Disabled protest leader: 'Kahlon will be the death of us'
Leaders of the disabled protest demand original agreement with them—linking benefits to average wage—be upheld; 'Finance minister, Treasury's Budget Department will be the death of us,' says one, adding, 'If benefits were linked, like ministers linked their own wages, we wouldn't be here today.'
Two of the heads of disabled protest organizations decried the government's recent actions regarding raising their benefits, with Welfare Minister Haim Katz claiming Monday that the Finance Ministry was "deceiving the disabled" when it came to raising benefits.
Chairperson of the "Disabled Protest Headquarters" Naomi Moravia told Ynet in an interview that, "There are very severe problems here when it comes to both decision making and upholding agreements."
"The government cannot keep its word on a simple agreement," she accused. "The finance minister and the (Treasury's) Budgets Department will be the death of the disabled, literally. They don't seem to be able to comprehend the benefits are killing us."
"If the benefits were linked—just as the ministers have just linked their own wages to the average wage—had the benefits been linked since 2003, we would not be where we are today," Moravia added.
The chairperson did lend her support to Welfare Minister Katz. "From the struggle's outset he stood his ground and said, 'The disabled deserve minimum wage-level benefits.' The Treasury and the prime minister have cut deals with us, but failed to live up to them," she said.
Chairman of the Polio Patients' Organization Doron Yehuda has been holding protest vigils opposite Katz's home. Unlike Moravia, Yehuda claimed it was the welfare minister who should be looking out of the disabled public and fighting for it.

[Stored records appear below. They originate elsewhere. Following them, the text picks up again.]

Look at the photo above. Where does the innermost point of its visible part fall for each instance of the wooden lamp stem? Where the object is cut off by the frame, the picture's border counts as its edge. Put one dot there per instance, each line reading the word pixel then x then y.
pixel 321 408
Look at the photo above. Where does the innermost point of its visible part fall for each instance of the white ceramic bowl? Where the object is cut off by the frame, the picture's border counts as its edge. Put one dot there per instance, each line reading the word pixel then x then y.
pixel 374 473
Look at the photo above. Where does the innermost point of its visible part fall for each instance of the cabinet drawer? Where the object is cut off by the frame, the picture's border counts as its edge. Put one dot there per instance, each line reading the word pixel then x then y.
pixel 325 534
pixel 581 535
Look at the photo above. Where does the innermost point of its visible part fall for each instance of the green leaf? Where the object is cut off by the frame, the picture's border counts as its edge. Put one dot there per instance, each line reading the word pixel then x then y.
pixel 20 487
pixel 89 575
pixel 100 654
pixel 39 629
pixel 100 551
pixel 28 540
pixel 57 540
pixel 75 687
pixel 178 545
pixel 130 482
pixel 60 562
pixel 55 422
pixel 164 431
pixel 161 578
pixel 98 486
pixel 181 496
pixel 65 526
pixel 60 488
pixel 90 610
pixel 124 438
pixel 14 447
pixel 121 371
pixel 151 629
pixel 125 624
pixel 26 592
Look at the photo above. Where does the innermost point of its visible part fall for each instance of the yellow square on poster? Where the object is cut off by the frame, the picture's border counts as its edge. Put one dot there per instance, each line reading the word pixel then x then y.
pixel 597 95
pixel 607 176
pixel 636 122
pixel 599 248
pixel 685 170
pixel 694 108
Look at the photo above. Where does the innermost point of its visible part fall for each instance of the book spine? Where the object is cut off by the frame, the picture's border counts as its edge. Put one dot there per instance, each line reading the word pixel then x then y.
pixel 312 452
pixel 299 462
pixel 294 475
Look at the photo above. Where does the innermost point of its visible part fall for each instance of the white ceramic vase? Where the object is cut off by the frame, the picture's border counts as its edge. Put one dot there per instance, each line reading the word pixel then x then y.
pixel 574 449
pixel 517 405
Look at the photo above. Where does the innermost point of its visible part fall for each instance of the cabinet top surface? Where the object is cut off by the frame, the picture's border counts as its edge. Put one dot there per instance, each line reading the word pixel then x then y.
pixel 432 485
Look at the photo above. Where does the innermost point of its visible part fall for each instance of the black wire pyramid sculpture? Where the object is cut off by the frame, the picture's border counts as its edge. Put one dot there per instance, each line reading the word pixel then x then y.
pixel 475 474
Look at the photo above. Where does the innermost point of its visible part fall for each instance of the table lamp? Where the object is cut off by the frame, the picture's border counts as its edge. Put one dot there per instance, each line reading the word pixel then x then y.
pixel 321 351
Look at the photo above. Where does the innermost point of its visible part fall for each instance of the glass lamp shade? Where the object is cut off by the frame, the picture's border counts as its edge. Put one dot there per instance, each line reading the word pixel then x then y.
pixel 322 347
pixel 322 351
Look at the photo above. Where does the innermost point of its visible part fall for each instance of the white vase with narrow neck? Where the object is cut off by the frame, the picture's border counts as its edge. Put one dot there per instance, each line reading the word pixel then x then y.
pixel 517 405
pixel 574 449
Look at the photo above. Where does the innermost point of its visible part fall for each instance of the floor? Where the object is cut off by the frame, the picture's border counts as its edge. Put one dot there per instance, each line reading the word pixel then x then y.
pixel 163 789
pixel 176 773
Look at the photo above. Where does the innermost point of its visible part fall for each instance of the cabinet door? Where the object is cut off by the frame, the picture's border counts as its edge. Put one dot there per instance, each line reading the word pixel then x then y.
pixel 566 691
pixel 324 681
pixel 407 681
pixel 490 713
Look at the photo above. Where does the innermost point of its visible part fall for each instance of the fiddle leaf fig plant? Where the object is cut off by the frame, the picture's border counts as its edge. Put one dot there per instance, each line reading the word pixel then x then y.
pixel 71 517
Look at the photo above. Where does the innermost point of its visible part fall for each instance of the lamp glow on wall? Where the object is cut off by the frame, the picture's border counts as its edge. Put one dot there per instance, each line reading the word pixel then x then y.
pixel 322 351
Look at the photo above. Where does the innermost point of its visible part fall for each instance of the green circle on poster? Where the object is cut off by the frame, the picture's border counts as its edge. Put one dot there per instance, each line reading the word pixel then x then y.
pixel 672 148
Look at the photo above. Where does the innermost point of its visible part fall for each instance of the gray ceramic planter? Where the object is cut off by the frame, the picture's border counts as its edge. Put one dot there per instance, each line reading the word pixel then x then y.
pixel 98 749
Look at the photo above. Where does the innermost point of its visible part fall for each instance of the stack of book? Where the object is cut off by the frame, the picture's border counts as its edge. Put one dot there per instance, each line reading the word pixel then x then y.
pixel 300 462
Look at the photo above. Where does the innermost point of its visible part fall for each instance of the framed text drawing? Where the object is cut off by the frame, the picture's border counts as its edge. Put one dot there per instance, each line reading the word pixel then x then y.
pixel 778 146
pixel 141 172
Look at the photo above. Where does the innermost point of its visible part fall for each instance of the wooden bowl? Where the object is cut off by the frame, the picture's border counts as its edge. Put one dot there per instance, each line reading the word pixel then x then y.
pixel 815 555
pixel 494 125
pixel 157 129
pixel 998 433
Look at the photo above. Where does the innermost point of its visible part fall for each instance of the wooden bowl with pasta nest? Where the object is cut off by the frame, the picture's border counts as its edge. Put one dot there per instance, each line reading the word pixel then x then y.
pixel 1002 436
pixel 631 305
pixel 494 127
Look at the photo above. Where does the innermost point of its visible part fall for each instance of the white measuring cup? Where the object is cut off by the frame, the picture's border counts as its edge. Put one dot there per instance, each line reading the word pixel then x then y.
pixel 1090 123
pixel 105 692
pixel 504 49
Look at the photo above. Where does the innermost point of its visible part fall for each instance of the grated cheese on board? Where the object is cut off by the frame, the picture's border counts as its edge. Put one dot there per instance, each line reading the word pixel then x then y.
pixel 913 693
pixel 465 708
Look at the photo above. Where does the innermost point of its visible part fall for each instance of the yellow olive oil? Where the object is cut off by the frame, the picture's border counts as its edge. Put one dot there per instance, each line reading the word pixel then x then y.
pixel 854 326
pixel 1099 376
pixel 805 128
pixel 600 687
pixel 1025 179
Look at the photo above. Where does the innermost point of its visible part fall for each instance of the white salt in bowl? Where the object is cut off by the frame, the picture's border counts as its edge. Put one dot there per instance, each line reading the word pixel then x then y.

"The finance minister's job is to foot the bill. The person who needs to take care of the data, give the funds to the disabled and make sure they're divvied up right is the labor and welfare minister," he declared.
"We met with Haim Katz last night. He appeared when we were (demonstrating) in his home and told us there is going to a discussion on the benefits (in the Knesset—ed) Wednesday, and we'll be there," Yehuda said. "I call upon the prime minister to step up on this eleventh hour, and tell the welfare and finance ministers he agrees the disabled should be receiving minimum wage-level benefits."
Concluding the discussion, Moravia said she expected Prime Minister Benjamin Netanyahu to instruct the Treasury's Budgets Department to pass the agreement in its original promulgation. "They should link benefits to the average wage, anchor future increments—but do them right, in 2020 and not 2021—and stop playing around with us. The agreement is there, they should uphold it," she said.
Katz maintained Monday that Treasury Director-General Shai Babad notified him Sunday that the third and fourth increments to raise benefits and link them with the average wage will not be part of the governmental bill on the matter, in contravention of the agreement reached with disabled protest organizations in September 2017.
The Finance Ministry commented, "As part of approving the state's 2019 budget this past Thursday, the government reached a decision to increase disability benefits by NIS 2.15 billion. The government's decision constitutes the first official and binding decision to mention specific sums, and to include earmarking the requisite budgets."